JOSEPH MADDREY: Niet evident en dan hebben we ons nog tot de Amerikaanse horrorfilm beperkt om de zaken enigszins onder controle te houden. Je kan zomaar niet in het wilde weg mensen beginnen te interviewen en erop vertrouwen dat je in de montage de film wel kan maken. Dat werkt niet. Je moet vertrekken van een structuur en cineasten benaderen met gerichte vragen. We startten met een thesis die uiteraard een veralgemening en een vereenvoudiging is, maar het gaf ons dingen om over te praten. Onze chronologische aanpak is vrij didactisch maar heeft het voordeel dat kijkers begrijpen waar ze zijn. Ze weten wat voorafging en wat volgt. De meeste kijkers zitten waarschijnlijk te wachten op die ene horrorfilm die hen beïnvloedde.

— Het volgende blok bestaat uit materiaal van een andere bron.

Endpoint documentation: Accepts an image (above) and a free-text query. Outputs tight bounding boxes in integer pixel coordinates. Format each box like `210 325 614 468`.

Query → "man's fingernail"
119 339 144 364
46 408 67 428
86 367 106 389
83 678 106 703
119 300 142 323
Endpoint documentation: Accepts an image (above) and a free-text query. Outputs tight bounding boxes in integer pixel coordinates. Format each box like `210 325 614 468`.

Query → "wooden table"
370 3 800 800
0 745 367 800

Of op een interpretatie die ze delen.

MADDREY: Om uit te pakken met een andere veralgemening: ik heb de indruk dat een Europees publiek sneller dingen in horrorfilms ziet dan een Amerikaans publiek; het kan geen toeval zijn dat makers van films met ideeën zoals John Carpenter en George Romero zowat God in Frankrijk zijn! Terwijl They Live in Amerika ongemerkt voorbijging en Land of the Dead op veel onbegrip stuitte.

Dat is de invloed van de auteurtheorie en het in Europa toch wel ingeburgerd idee dat regisseurs auteurs zijn. Wanneer filmmakers meer dan vaklui zijn, dan zullen hun films sneller het fun-niveau overstijgen voor bioscoopgangers.

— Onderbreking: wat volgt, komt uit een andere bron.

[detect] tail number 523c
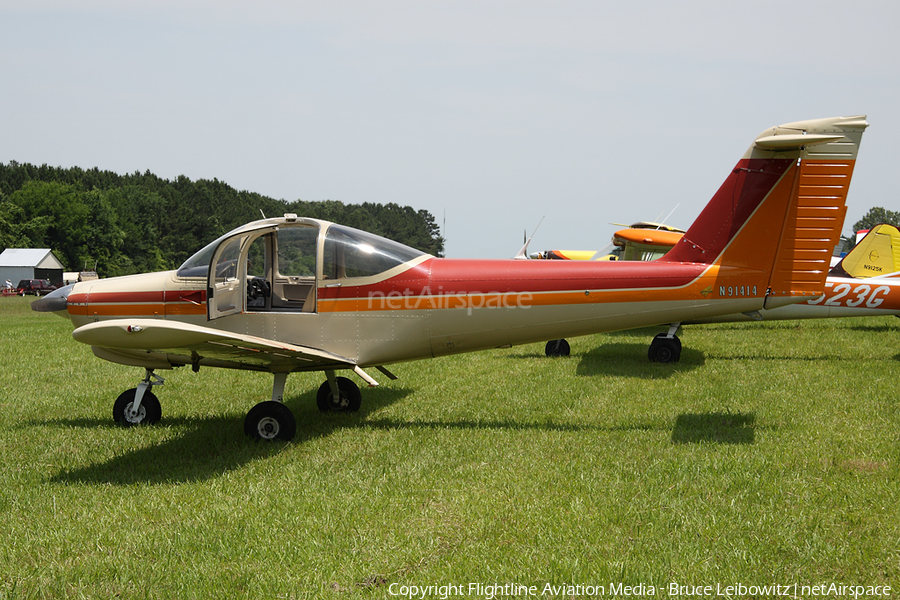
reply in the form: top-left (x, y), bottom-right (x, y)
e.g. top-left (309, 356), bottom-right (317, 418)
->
top-left (807, 283), bottom-right (891, 308)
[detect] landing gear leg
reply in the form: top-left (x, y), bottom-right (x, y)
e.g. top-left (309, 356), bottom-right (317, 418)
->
top-left (316, 371), bottom-right (362, 412)
top-left (113, 369), bottom-right (165, 427)
top-left (647, 323), bottom-right (681, 363)
top-left (244, 373), bottom-right (297, 442)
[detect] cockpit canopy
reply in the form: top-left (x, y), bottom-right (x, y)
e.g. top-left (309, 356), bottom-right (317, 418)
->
top-left (177, 218), bottom-right (427, 280)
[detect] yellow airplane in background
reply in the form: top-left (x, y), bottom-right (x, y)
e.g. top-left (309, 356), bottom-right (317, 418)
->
top-left (32, 116), bottom-right (868, 440)
top-left (532, 224), bottom-right (900, 362)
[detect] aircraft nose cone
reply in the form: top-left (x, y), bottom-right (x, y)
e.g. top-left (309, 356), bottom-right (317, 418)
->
top-left (31, 283), bottom-right (75, 312)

MADDREY: Klopt, en ook al gaat het maar om een beperkt aantal mensen, in Amerika is die groep nog veel kleiner. Bij ons werd de auteurtheorie alleen maar gebruikt om films te marketen. ‘A new film by’ staat op de affiche en mensen gaan de zaal binnen omdat ze de naam boven de titel van de film herkennen. De artistieke bijgedachte die in Europa leeft werd echter overboord gegooid.

night_of_the_living_dead

NIGHT OF THE LIVING DEAD

Hoe moeilijk is het om mensen te interviewen die al ontelbare keren geïnterviewd zijn?

MADDREY: Dat is niet eenvoudig. Iemand zoals George Romero krijgt al 20 jaar dezelfde vragen over dezelfde film, Night of the Living Dead, en dus probeer je een frisse invalshoek te vinden maar toch de thema’s besproken te krijgen die je wil.

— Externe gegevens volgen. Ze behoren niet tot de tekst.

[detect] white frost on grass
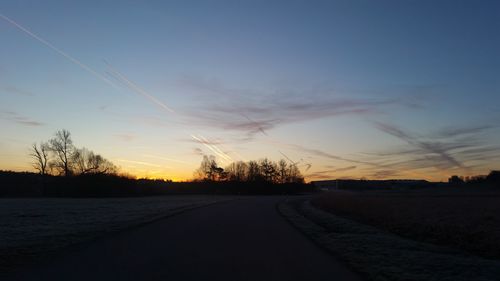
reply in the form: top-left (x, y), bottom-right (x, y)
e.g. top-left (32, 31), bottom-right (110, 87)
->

Is hij na verloop van tijd niet de interpretaties van zijn werk gaan bevestigen via zijn interviews?

MADDREY: Ik denk dat Romero toen hij Night of the Living Dead maakte nog niet wist wat hij ging zeggen. Die klassieker is een gelukkig toeval. Maar daarna is hij meer gaan nadenken over zijn werk en alles ook bewust gaan sturen. Ik denk dat Martin zijn beste film is. Toen wist hij perfect wat hij wou vertellen en op welke manier hij dat wilde doen.

Het centrale idee van Nightmares in red, white and blue lijkt me dat horrorfilms de tijdsgeest en de samenleving waarin ze zijn gemaakt weerspiegelen.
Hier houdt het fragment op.